Hi thanks for stopping by! I'm going to do a George Costanza and do the opposite of what I've done on my profile before. Here it goes: I'm looking for a man who has an open heart and has the courage to be willing to fall head over heels in love. Yes, that's asking a lot on a dating site, but really is it? To have great love takes great leap of faith. "Love is an act of faith, not an exchange." ~Paulo Coehlo
Here's the thing. I am just as scared to death and resistant as you. We're all looking for love. We've had it, lost it, been heart-broken by it and want love safety. But what has living in the heart comfort zone brought you? I've asked myself this. Emailing and texting, then moving on to countless coffee dates with people who like hiking and dogs like you because an algorithm says we're a match. I realized I am willing to be bold in business but have been conservative with love and that has to change even if it starts with a small heart felt action on a website.
What we have is hope. We aren't born with courage. We are given opportunities to demonstrate courage. Best line in Evan Almighty. There is the dream of that one person, that love that makes us a more loving human and the world a brighter place - to feel alive! I'm looking for that kind of connection.
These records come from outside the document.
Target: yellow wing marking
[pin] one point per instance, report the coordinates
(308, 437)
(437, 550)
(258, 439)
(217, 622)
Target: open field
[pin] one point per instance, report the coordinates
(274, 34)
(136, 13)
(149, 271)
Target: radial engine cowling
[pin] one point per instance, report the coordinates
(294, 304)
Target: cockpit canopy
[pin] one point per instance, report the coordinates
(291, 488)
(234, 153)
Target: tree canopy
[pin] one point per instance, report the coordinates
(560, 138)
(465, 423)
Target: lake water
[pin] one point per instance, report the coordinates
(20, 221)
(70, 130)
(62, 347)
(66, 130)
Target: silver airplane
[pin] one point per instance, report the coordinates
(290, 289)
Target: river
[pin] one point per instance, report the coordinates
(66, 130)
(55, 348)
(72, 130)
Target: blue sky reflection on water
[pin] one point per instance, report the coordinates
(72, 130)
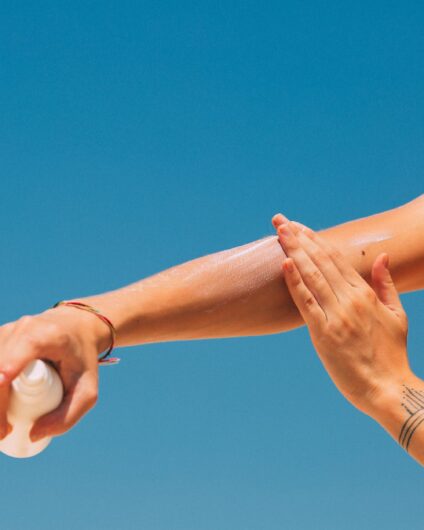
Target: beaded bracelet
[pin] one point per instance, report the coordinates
(85, 307)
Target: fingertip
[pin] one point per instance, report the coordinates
(278, 219)
(288, 265)
(385, 260)
(3, 379)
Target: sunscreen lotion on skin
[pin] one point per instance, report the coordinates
(36, 391)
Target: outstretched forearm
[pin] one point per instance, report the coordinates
(240, 291)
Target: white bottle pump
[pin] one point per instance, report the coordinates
(36, 391)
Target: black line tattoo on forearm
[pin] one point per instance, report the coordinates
(413, 403)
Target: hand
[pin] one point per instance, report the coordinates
(359, 332)
(71, 340)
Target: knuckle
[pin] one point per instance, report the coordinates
(309, 302)
(24, 320)
(33, 341)
(92, 396)
(314, 276)
(370, 295)
(319, 256)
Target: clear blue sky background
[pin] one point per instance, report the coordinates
(137, 135)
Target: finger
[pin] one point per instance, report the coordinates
(10, 368)
(383, 284)
(77, 401)
(320, 256)
(312, 276)
(5, 427)
(305, 301)
(278, 220)
(340, 261)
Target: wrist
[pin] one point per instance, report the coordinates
(85, 325)
(386, 407)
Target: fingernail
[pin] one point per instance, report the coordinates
(35, 437)
(300, 225)
(283, 229)
(288, 266)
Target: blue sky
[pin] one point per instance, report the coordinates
(137, 135)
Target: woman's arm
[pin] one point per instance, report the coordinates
(239, 291)
(231, 293)
(359, 333)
I know I'm asking for more than I can chew, but I'm willing to be imperfect, scared and fall down because I know the right man will extend his hand to help pick me up and I for him.
It starts with me, It starts with you. Shall we try doing the opposite? :-)
The Costanza results
So what happened when I changed my profile? Well, to use marketing terms, my conversion rate tripled! I started getting WAY more responses from men that were more the type I'd go out with at least for a first date. Most of the emails I got said basically, "I love your profile. Good for you for having the courage to be bold and ask for what you want. It's so refreshing to see that."
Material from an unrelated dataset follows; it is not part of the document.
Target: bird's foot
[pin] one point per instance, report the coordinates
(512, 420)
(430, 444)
Because I really opened my heart and took a chance, online dating has taken a whole different turn for the better. Who knows what will happen, but I am being open-hearted.I am also experimenting with letting go of expectations like how I "think" things should go, or how my husband-to-be will look like or show up. Believe me, this all feels very awkward, scary, and uncomfortable, BUT, the old way was not getting me anywhere I wanted to be. I have to evolve or be okay with being single in my comfort zone. I'm not okay with option B, so like in my business, I'm going to take the risks with my heart and go for it!
And speaking of my business, I am going to apply heartfulness to creating a "conscious startup" in 2013. More on that in the next post. I also want to explore where heartfulness can help me in my health, with my friends and family, and helping make the world a better place. To use movie metaphor, I'm excited about the adventure and stories to come giving my heart the leading role and giving my mind an opportunity to be a supporting cast member.
2013 is the year of heartfulness. What is your 2013 theme?